Li Tong, Froeyen Matheus, Herdewijn Piet
Laboratory for Medicinal Chemistry, Rega Institute for Medical Research, Minderbroedersstraat 10, B-3000 Leuven, Belgium.
J Mol Graph Model. 2008 Jan;26(5):813-23. doi: 10.1016/j.jmgm.2007.04.007. Epub 2007 May 3.

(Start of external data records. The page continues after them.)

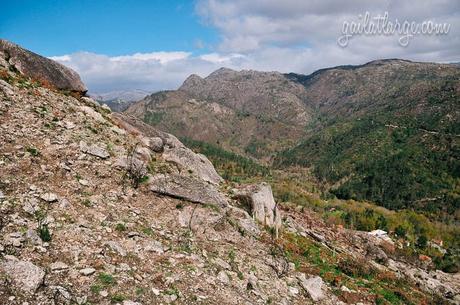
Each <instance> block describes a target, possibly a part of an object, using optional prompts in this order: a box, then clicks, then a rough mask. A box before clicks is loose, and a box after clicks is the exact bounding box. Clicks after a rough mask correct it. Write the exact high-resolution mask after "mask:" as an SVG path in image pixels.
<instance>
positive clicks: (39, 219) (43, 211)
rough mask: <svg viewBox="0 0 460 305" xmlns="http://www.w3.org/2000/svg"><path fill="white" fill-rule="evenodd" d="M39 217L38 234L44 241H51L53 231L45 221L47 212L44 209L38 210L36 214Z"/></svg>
mask: <svg viewBox="0 0 460 305" xmlns="http://www.w3.org/2000/svg"><path fill="white" fill-rule="evenodd" d="M35 217H36V219H37V234H38V236H40V239H41V240H42V241H43V242H46V243H47V242H50V241H51V233H50V230H49V228H48V224H47V223H45V219H46V212H45V211H43V210H40V211H37V212H36V214H35Z"/></svg>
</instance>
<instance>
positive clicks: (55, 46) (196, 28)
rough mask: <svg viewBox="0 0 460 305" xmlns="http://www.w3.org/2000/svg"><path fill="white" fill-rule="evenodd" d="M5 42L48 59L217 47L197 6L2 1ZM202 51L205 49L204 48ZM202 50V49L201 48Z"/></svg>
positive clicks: (187, 2)
mask: <svg viewBox="0 0 460 305" xmlns="http://www.w3.org/2000/svg"><path fill="white" fill-rule="evenodd" d="M2 2H3V3H2V5H1V6H2V9H1V10H0V37H2V38H6V39H8V40H11V41H14V42H16V43H18V44H20V45H22V46H24V47H26V48H28V49H30V50H33V51H35V52H37V53H40V54H42V55H46V56H56V55H62V54H69V53H73V52H77V51H88V52H94V53H100V54H106V55H124V54H130V53H135V52H152V51H155V50H158V51H176V50H184V51H194V52H197V53H202V52H205V51H206V49H205V48H199V47H202V46H205V47H206V45H210V44H212V43H215V42H216V41H217V35H218V34H217V31H216V30H215V29H214V28H212V27H208V26H205V25H204V24H203V23H202V22H201V21H200V19H199V18H198V17H197V15H196V13H195V10H194V5H195V4H194V2H193V1H177V0H168V1H159V0H152V1H120V0H98V1H89V0H81V1H69V0H61V1H58V0H18V1H2ZM200 45H202V46H200ZM198 46H199V47H198Z"/></svg>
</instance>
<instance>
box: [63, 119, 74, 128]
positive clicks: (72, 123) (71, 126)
mask: <svg viewBox="0 0 460 305" xmlns="http://www.w3.org/2000/svg"><path fill="white" fill-rule="evenodd" d="M64 127H65V128H66V129H74V128H75V127H77V125H75V123H74V122H71V121H64Z"/></svg>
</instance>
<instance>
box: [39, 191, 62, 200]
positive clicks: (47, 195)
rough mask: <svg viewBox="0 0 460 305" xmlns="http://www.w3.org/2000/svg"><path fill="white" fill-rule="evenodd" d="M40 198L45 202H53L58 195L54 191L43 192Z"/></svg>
mask: <svg viewBox="0 0 460 305" xmlns="http://www.w3.org/2000/svg"><path fill="white" fill-rule="evenodd" d="M40 198H41V199H42V200H44V201H46V202H55V201H57V200H58V196H57V195H56V194H54V193H45V194H43V195H41V196H40Z"/></svg>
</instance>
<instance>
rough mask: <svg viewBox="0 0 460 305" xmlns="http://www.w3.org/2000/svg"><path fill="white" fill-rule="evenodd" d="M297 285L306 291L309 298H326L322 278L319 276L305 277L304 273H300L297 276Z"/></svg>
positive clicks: (317, 301)
mask: <svg viewBox="0 0 460 305" xmlns="http://www.w3.org/2000/svg"><path fill="white" fill-rule="evenodd" d="M297 279H298V280H299V285H300V286H301V287H302V288H303V289H304V290H305V291H306V292H307V294H308V295H309V296H310V298H311V299H312V300H313V301H315V302H318V301H321V300H323V299H324V298H326V293H325V291H324V290H325V288H326V286H325V285H324V282H323V279H322V278H321V277H319V276H314V277H311V278H308V279H307V278H306V277H305V274H303V273H301V274H299V275H298V276H297Z"/></svg>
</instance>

A thorough investigation of different roles of Escherichia coli type I signal peptidase residues binding to lipopeptide inhibitor has been performed by a combination of computational alanine scanning mutagenesis and free energy decomposition methods. PB and GB models are both used to evaluate the binding free energy in computational alanine scanning method and only GB model can be used to decompose the binding free energy on a per-residue basis. The regression analysis between the PB and GB model and also between the computational alanine scanning and free energy decomposition have been reported with a correlation coefficient of 0.96 and 0.83, respectively, which suggest they are both in fair agreement with each other. Moreover, the contribution components from van der Waals, electrostatic interaction, non-polar and polar energy of solvation, have been determined as well as the effects of backbones and side-chains. The results indicate that Lys145 is the most important residue for the binding but also acts as a general base, activating Ser90 to increase its nucleophility, recognizing and stabilizing the binding of lipopeptide inhibitor to the E. coli SPase. The hydroxyl group of Ser88 plays a key role for the binding of the inhibitor. Ser90 contributes more to the intramolecular interaction than to the intermolecular interaction. Tyr143 and Phe84 contribute larger van der Waals interaction energies, indicating that these residues can be important for the selection based on the shape of the inhibitors. The contributions from other several interfacial residues of the E. coli SPase are also analyzed. This study can be a guide for the optimization of lipopeptide inhibitors and future design of new therapeutic agents for the treatment of bacterial infections.
通过计算丙氨酸扫描诱变和自由能分解方法相结合,对大肠杆菌I型信号肽酶残基与脂肽抑制剂结合的不同作用进行了深入研究。在计算丙氨酸扫描方法中,PB模型和GB模型均用于评估结合自由能,且只有GB模型可用于按残基分解结合自由能。据报道,PB模型与GB模型之间以及计算丙氨酸扫描与自由能分解之间的回归分析相关系数分别为0.96和0.83,这表明它们彼此之间的一致性较好。此外,还确定了范德华力、静电相互作用、非极性和极性溶剂化能的贡献成分以及主链和侧链的影响。结果表明,Lys145是结合中最重要的残基,同时还作为一个通用碱,激活Ser90以增加其亲核性,识别并稳定脂肽抑制剂与大肠杆菌信号肽酶的结合。Ser88的羟基在抑制剂结合中起关键作用。Ser90对分子内相互作用的贡献比对分子间相互作用的贡献更大。Tyr143和Phe84贡献了更大的范德华相互作用能,表明这些残基对于基于抑制剂形状的选择可能很重要。还分析了大肠杆菌信号肽酶其他几个界面残基的贡献。该研究可为脂肽抑制剂的优化以及未来治疗细菌感染的新型治疗药物的设计提供指导。